Question

Answer the following giving reasons:
(a) The maximum kinetic energy of the photoelectrons is independent of the intensity of incident radiation.
(b) Photoelectric current increases with the increase in the intensity of the incident radiation.
(c) The stopping potential \( V_0 \) varies linearly with the frequency \( \nu \) of the incident radiation for a given photosensitive surface.

Hint:

Remember: - Intensity affects the number of electrons (current), - Frequency affects the energy of electrons (kinetic energy), - Stopping potential is a direct measure of electron energy and hence linked to frequency, not intensity.

Answer 1

(a) Maximum kinetic energy and intensity: The maximum kinetic energy of emitted photoelectrons depends only on the frequency of the incident light, not on its intensity. This is because a single photon interacts with a single electron, and the energy of the photon is given by \( E = h\nu \).

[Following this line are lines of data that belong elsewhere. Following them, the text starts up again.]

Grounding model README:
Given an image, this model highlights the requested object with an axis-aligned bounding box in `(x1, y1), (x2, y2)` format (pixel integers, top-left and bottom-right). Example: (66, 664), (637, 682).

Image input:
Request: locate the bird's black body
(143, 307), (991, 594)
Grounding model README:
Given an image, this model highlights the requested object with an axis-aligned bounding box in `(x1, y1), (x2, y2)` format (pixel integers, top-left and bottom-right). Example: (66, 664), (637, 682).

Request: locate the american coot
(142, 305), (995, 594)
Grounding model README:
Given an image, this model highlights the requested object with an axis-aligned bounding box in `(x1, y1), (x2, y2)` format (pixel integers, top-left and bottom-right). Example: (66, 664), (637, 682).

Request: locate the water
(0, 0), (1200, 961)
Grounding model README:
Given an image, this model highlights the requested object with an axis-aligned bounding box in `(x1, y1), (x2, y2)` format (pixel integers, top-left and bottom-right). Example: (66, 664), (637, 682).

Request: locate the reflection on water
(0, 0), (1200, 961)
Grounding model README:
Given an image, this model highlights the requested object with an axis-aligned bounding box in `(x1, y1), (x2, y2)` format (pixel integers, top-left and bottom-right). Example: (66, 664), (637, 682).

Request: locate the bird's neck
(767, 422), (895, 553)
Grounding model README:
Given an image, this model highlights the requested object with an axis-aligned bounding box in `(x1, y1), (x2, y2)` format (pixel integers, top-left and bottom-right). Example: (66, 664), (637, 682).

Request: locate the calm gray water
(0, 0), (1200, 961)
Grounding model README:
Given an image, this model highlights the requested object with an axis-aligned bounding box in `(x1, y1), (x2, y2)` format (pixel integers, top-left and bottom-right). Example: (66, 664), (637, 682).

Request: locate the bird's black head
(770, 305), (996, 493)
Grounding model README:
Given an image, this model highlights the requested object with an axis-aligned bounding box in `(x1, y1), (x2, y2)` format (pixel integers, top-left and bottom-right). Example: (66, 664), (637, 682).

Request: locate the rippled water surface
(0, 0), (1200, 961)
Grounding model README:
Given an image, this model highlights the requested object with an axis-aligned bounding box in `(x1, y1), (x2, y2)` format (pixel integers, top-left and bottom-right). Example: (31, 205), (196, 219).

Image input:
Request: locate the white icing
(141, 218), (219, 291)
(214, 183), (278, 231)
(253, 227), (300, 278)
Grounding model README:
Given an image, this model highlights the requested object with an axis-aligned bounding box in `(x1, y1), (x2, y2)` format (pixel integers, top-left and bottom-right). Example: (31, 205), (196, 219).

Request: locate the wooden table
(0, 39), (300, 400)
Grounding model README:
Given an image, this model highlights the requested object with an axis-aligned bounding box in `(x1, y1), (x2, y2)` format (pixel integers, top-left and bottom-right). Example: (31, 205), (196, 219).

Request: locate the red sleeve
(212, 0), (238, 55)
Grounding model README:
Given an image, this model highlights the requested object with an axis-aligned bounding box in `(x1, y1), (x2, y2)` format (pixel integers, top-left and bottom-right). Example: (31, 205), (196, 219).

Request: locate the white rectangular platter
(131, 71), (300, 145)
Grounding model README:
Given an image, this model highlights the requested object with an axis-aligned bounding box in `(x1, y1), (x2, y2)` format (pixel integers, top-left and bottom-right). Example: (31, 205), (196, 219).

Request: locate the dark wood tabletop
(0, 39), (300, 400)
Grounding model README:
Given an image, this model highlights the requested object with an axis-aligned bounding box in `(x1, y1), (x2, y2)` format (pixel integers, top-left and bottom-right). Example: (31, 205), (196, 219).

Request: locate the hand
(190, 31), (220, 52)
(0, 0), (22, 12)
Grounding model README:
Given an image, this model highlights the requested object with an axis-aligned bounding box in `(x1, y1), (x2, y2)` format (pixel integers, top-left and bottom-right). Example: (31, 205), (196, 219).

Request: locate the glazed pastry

Intensity affects the number of photons (and hence number of electrons ejected), not the energy per photon. \medskip (b) Photoelectric current and intensity: The photoelectric current is proportional to the number of photoelectrons emitted per second. Higher intensity means more photons per unit area per second, resulting in more electrons being ejected (provided the frequency is above the threshold), thus increasing the current. \medskip (c) Stopping potential and frequency: According to Einstein’s photoelectric equation: \[ K_{\text{max}} = h\nu - \phi \] Since \( K_{\text{max}} = eV_0 \), we get: \[ eV_0 = h\nu - \phi \Rightarrow V_0 = \dfrac{h}{e} \nu - \dfrac{\phi}{e} \] This is a linear equation in \( \nu \), which shows that the stopping potential \( V_0 \) varies linearly with frequency for a given surface.